All scores studied in our study showed similar predictive performances possibly due to the province of our hospital being a pediatric trauma center, cases with higher mortality being referred to our hospital, and our series involving a lower number of patients with penetrating trauma. No previous study has been yet published about this subject.

Borgman et al. (7) reported that TRISS and PSO9 showed the best predictive power when all trauma types are concerned whereas the BIG score showed a similar predictive power for mortality when penetrating trauma alone is concerned. 

Ninety percent of children with blunt abdominal trauma does not need any surgical intervention but a close follow-up and intensive care (18). A ROC analysis for the need of intensive care unit admission after blunt trauma showed that the NISS score (AUC: 0.937) was more predictive than the other scores. Moreover, PS14 had the best sensitivity (95.39%), and ISS had the best specificity (87.65%). A ROC analysis for the need for intensive care unit admission after penetrating trauma also showed that the NISS score (AUC: 0.934) was predictive. The NISS, BIG, and GCS scores had the best sensitivities (100%) whereas the RTS had the best specificity. No previous study has been yet published about this subject.


Conclusion

In conclusion, although all scoring systems appeared similarly predictive among pediatric trauma patients, The PS14 score was more predictive for mortality and survival, and the NISS score for the need of intensive care admission. The NISS score was the most predictive score for intensive care admission in blunt and penetrating traumas combined. Particularly the newly developed PS14 score can be used as a powerfully predictive scoring system for outcomes among all pediatric trauma patients, irrespective of trauma mechanism.


Ethics

Ethics Committee Approval: This retrospective clinical study was approved by the Local Ethics Committee at Dışkapı Training and Research Hospital (date: 04/04/2016-no: 28/23) and conducted at Dışkapı Training and Research Hospital Emergency Department.
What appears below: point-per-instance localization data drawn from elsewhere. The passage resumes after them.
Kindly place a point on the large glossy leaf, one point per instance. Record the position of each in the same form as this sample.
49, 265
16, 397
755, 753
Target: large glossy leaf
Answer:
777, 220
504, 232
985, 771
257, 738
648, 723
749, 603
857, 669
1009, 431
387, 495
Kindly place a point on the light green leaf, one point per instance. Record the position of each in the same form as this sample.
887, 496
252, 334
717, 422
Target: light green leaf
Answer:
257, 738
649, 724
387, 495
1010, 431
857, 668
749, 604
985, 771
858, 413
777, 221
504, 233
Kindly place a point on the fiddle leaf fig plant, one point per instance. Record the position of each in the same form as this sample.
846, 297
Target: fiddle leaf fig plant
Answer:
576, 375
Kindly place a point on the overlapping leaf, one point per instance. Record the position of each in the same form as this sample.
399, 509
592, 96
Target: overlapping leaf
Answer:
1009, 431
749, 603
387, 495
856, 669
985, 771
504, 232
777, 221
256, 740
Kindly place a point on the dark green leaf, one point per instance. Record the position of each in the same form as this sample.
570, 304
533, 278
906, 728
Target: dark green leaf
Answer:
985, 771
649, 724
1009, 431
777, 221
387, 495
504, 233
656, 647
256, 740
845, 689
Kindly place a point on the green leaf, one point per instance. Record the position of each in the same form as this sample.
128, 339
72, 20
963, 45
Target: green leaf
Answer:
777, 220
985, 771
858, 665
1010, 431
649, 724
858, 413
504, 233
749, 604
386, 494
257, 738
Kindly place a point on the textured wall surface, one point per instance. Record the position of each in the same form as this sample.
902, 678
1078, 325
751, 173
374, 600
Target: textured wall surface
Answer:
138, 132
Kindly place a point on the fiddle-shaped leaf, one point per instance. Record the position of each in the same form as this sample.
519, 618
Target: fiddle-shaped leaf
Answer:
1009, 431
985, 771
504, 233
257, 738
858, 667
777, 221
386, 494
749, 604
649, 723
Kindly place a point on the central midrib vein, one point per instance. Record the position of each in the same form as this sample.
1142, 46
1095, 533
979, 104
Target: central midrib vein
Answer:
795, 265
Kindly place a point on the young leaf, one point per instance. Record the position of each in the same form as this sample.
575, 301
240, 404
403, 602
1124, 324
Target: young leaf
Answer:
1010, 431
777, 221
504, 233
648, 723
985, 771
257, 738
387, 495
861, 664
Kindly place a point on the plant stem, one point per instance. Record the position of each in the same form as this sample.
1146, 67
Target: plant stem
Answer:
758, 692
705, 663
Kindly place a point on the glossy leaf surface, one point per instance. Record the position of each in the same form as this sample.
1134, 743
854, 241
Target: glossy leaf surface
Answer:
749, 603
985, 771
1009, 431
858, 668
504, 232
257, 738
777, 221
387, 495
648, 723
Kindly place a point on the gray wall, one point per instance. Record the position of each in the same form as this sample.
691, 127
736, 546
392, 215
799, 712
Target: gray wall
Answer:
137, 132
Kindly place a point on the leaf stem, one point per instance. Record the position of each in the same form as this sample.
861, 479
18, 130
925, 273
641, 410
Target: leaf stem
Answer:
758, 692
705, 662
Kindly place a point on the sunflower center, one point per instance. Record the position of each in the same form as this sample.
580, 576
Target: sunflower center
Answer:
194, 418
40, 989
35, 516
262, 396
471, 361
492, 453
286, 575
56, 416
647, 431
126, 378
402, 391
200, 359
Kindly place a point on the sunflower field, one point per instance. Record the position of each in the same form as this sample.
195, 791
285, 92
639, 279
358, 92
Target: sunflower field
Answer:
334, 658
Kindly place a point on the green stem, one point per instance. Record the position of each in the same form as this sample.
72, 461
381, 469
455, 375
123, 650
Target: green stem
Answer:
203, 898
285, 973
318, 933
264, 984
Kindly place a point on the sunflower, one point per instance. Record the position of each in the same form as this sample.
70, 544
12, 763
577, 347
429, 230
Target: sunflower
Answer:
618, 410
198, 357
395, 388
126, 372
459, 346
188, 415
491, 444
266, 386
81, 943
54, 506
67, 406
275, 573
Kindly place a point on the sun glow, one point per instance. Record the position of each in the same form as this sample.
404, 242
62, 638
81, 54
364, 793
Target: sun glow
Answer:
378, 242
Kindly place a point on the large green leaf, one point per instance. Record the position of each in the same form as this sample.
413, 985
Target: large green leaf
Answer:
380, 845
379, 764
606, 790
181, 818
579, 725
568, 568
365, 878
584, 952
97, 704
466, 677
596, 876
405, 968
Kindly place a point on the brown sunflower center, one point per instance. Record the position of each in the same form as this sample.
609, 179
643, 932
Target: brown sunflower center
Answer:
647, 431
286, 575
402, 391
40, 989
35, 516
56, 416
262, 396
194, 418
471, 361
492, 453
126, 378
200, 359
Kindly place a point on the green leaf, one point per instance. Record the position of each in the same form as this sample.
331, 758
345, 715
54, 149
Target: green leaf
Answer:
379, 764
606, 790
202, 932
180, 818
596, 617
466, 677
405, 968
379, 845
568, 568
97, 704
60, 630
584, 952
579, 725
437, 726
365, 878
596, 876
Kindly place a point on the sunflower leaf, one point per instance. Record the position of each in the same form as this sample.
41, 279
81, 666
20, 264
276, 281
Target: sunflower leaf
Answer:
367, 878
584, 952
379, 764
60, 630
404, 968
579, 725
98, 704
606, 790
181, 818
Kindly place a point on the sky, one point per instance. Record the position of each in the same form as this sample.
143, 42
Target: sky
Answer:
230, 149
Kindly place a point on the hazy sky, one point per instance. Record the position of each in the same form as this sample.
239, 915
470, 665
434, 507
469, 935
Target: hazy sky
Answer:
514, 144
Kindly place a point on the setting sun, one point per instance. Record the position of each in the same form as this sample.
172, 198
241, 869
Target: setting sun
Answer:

Informed Consent: Retrospective study.

Peer-review: Externally peer-reviewed.

Authorship Contributions

Concept: H.S., S.Ö., Design: H.S., T.E.S., Data Collection or Processing: H.S., N.K., Analysis or Interpretation: H.S., S.Ö., Literature Search: H.S., S.Ö., Writing: H.S., T.E.S.

Conflict of Interest: No conflict of interest was declared by the authors.

Financial Disclosure: The authors declared that this study received no financial support.